The European People’s Party (EPP), the largest political grouping in the EU Parliament, has adopted a resolution rejecting the controversial EU Nature Restoration Law and the Sustainable Use of Pesticides Regulation (SUR).

The EPP argues that the proposed regulations place an unfair burden on farmers, who are already under pressure to increase food production in the face of geopolitical challenges.

The party adopted its position on the future of agriculture during a recent meeting in Munich, Germany.

EPP vice-president Siegfried Muresan said that the party strongly defended agriculture as “a strategic sector” which delivers “food security” and should provide a “decent income” for farmers.

EPP

The resolution rejected the EU Commission’s proposal on the SUR as it sets deadlines that it believes are too strict and “does not offer farmers viable alternatives”.

It also rejected the commission’s Nature Restoration Law as it might raise additional bureaucratic hurdles for farmers and risks further endangering the economic viability in rural areas.

The party said that the Covid-19 pandemic and the illegal invasion of Ukraine by Russia reminded EU citizens that we cannot take food for granted.

Mursen said that the EPP stands for a sustainable, future-orientated, innovative and competitive agriculture sector that produces safe, high-quality food in sufficient quantities and sustainable energy such as biomass.

The Romanian MEP added that the sector would also have to respond to challenges and societal concerns about the environment, climate change and animal welfare.

Nature Restoration Law

The EPP called for a new Common Agricultural Policy (CAP) beyond 2027 with a “strong budget” to be negotiated after next year’s European elections.
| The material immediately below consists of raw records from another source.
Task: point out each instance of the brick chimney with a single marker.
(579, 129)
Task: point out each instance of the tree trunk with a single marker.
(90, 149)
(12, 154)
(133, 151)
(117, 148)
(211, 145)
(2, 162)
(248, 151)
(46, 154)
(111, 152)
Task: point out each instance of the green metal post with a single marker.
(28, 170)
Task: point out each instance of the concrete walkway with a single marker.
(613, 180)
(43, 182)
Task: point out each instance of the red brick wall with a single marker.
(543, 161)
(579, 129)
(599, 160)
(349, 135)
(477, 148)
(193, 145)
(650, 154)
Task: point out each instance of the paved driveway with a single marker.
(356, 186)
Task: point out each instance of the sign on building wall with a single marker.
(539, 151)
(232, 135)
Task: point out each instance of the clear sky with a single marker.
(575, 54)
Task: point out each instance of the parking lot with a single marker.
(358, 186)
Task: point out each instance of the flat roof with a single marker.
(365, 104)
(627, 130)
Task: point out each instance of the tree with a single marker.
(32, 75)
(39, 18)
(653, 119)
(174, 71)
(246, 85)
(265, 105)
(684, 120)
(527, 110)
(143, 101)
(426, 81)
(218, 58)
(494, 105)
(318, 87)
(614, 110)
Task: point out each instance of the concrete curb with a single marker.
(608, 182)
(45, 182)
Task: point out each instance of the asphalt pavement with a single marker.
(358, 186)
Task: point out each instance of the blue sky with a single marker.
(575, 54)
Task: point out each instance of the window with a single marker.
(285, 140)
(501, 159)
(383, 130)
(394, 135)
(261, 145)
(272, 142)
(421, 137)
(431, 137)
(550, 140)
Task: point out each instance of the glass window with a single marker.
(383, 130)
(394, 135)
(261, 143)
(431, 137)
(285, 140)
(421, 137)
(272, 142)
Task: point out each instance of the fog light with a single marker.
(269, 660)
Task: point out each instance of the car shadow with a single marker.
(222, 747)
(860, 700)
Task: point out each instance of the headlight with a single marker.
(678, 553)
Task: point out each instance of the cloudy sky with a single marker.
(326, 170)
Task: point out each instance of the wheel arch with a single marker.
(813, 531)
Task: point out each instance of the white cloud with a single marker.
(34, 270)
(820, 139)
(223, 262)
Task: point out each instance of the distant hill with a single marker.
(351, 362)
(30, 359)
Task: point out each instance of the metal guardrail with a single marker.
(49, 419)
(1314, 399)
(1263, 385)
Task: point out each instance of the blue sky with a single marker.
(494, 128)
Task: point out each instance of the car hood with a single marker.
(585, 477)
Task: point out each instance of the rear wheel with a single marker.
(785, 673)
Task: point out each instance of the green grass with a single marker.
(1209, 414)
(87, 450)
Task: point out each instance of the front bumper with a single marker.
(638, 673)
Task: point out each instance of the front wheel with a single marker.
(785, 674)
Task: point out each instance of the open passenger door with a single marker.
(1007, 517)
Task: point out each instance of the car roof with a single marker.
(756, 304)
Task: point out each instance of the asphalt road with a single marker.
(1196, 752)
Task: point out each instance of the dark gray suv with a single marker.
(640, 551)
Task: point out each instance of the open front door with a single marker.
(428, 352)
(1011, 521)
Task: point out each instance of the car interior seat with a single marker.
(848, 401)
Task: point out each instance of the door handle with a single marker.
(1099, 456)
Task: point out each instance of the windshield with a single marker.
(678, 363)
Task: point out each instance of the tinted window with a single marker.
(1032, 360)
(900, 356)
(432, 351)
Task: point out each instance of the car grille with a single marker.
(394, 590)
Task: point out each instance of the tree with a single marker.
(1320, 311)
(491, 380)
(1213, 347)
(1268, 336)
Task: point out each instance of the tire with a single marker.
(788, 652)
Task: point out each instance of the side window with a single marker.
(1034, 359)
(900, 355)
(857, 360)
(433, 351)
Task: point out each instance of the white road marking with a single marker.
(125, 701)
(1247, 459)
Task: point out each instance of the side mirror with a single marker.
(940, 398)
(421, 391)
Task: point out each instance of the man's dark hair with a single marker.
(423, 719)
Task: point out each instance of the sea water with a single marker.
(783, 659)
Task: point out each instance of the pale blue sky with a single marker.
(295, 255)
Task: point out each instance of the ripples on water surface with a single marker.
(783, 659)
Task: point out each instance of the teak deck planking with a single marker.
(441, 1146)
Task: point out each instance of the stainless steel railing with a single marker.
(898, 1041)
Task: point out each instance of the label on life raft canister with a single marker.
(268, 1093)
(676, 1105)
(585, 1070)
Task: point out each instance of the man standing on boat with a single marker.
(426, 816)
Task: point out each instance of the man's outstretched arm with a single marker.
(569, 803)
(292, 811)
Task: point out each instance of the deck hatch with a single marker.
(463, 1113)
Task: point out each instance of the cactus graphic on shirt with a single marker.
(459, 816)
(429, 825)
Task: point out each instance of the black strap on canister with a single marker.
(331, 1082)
“We will advocate for measures supporting young farmers, as generational renewal should be a priority to maintain agricultural activity, which ensures both food security and vibrant rural communities.

“Boosting measures to support women in agriculture is also central to this as well as securing generational renewal and preventing land abandonment,” the party said.

The EPP said that “a strong CAP, equipped with the necessary budget, is a key driver in ensuring the sustainability of European agriculture from the economic, environmental and social perspectives, while ensuring a decent income for farmers”.

“We should support farmers to use less inputs such as pesticides, fertilisers and antibiotics and we believe that the CAP, through its eco-schemes, agri-environmental programmes that boost innovation, and farm advisory system, must support them in this,” it added.

“We fully support the objective of reducing the use of such inputs in agriculture as it is a win for the environment, consumers and farmers alike. Precision farming and data-driven efficiency gains can contribute to that.

“However, now is not the time to endanger food security in Europe. Therefore, we reject the proposal on the Sustainable Use of Pesticides as the reduction targets chosen are simply not feasible and the proposal does not offer farmers viable alternatives.

“Equally, we reject the proposed Nature Restoration Law. In too many regions or member states the implementation of existing nature legislation has led to a bureaucratic nightmare and planning deadlock, endangering the economic viability in rural areas, food security, renewable energy production, crucial infrastructure,” the EPP said.

It called for a “huge investment package” to fund research and innovation to build “a more sustainable and resilient agricultural sector”.

Scaremongering

The organisers of the European Citizens’ Initiative (ECI) “Save Bees and Farmers” has criticised the EPP’s call to withdraw the EU nature protection package.

“With this move to bury two flagship regulations of the European Green Deal, the EPP would abandon three basic principles of responsible European policy-making, by torpedoing the implementation of EU law, contradicting a broad scientific consensus and endangering the future of our livelihoods,” Martin Dermine, initiator of the ECI, said.

Meanwhile, the World Wildlife Fund (WWF) has claimed that the EPP has “resorted to scaremongering and acting in bad faith”.

“As the debate over the EU Green Deal proposals continues, the rejection puts the future of European agriculture and the environment in real danger

“Droughts, floods and forest fires are regularly gripping Europe and threatening farmers’ livelihoods.

“Instead of looking for solutions to make farming more resilient to these recurring events, EPP rejects the one solution we have at our disposal – nature restoration,” Sabien Leemans, senior biodiversity policy officer at the WWF European Policy Office, said.